I don’t want to talk about Arunabh, or these allegations that are being put on him, nor I would voice my opinion on things such as gender equality, feminism, workplace harassment or sexual abuse; I would rather talk about this girl, Alisha – a small town 24 year old girl, who has worked in her hometown for a while now and wishes to move to Delhi to make it big in journalism. Just like every other girl who has her dreams, she also wishes to work in the city which can give her more opportunities – to gain new experiences, to explore a new city and majorly, to explore herself.
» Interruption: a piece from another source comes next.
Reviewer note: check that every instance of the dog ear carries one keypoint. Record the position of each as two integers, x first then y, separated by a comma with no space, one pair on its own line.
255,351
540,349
After a lot of convincing to her parents, she finally reached Delhi for her interview in one of the biggest media houses. She cracked the interview, but while going back to her friend’s place (alone) she got pretty scared! It had rained few minutes back and it was almost dark. She took an auto, after making up her mind that yes, now that she wants to make this city her own, why not just do this. She was scared a little, kept Google Maps navigation open in her phone, and the auto driver took a wrong turn, but maybe it was just her doubt! This one turn changed her decision and she made up her mind to never move to Delhi on her own.
WHY? Not because the auto driver was corrupt, but because one suspicious action, made her think of all the negative things she could think of! Not because Delhi isn’t safe, but because one ‘gaze’ changed her mind, and all those sexual harassment cases and rapes she had heard of came into her mind all of a sudden. It is not just about things being wrong, but about faith. Why are girls still scared of moving out, why do they get chills down their spine when they think of moving out to another city all by themselves, because somewhere in the country, something wrong is happening with a young girl like her!
Wasn’t it the gaze that made her go against her own dreams? The same gaze from your boss at work can also be equally upsetting, isn’t it? Is there any difference between the look that the autowallah gave to the girl in Delhi from the look that your boss gave to your “assets”? And the answer is no. It is not just a touch, but even a small gaze might make the girl uncomfortable, being well aware of the world we live in.
So this same girl Alisha, hadn’t really been very close to men, in general. And, no male had ever touched her in a way that made her uncomfortable. Maybe, she just wasn’t very okay with the concept of friendly touch. While she was working in a growing news channel of her hometown, she was supposed to work under a male boss. This man used to smoke, he got overly dependent on her, and used to touch her in a very casual manner, but this casual touch wasn’t very casual for her. What made her so uncomfortable with this touch? Her upbringing, her family, her friends… everything.
We can’t just say that females aren’t safe in their workplace, because in this century, so many women are working in a full-time job. So, do they all face such consequences at work? I hope not! So what is it that makes a man get attracted to a woman at the workplace? It is pretty normal, isn’t it? But, what’s wrong is, getting sexually attracted to a woman, and forcing her into something without her consent.
Leaving that aside, there are instances when men try to touch a female with a wrong intention, and men need to understand that this touch isn’t friendly, and might be irritating the girl. It is just not okay to touch a girl around her waist, or around her bust, even by chance. It is pretty easy to make out for a man when his touch is making the girl ‘uncomfortable’, and that must bring an end to it, isn’t it?
We all have heard of this right? What is a good touch and what’s bad touch, why a man is not supposed to make a girl uncomfortable, with his touch, gaze or even with his words. We all live in the time where women are not behind men, be it any field. Then why do we need to tell a guy how he is supposed to behave with a girl. Why isn’t every guy aware of the fact that a girl’s consent is important for every action you take. We all have heard and read about such stuff, but still we need to say these because the need is still very much alive! Tragic, no?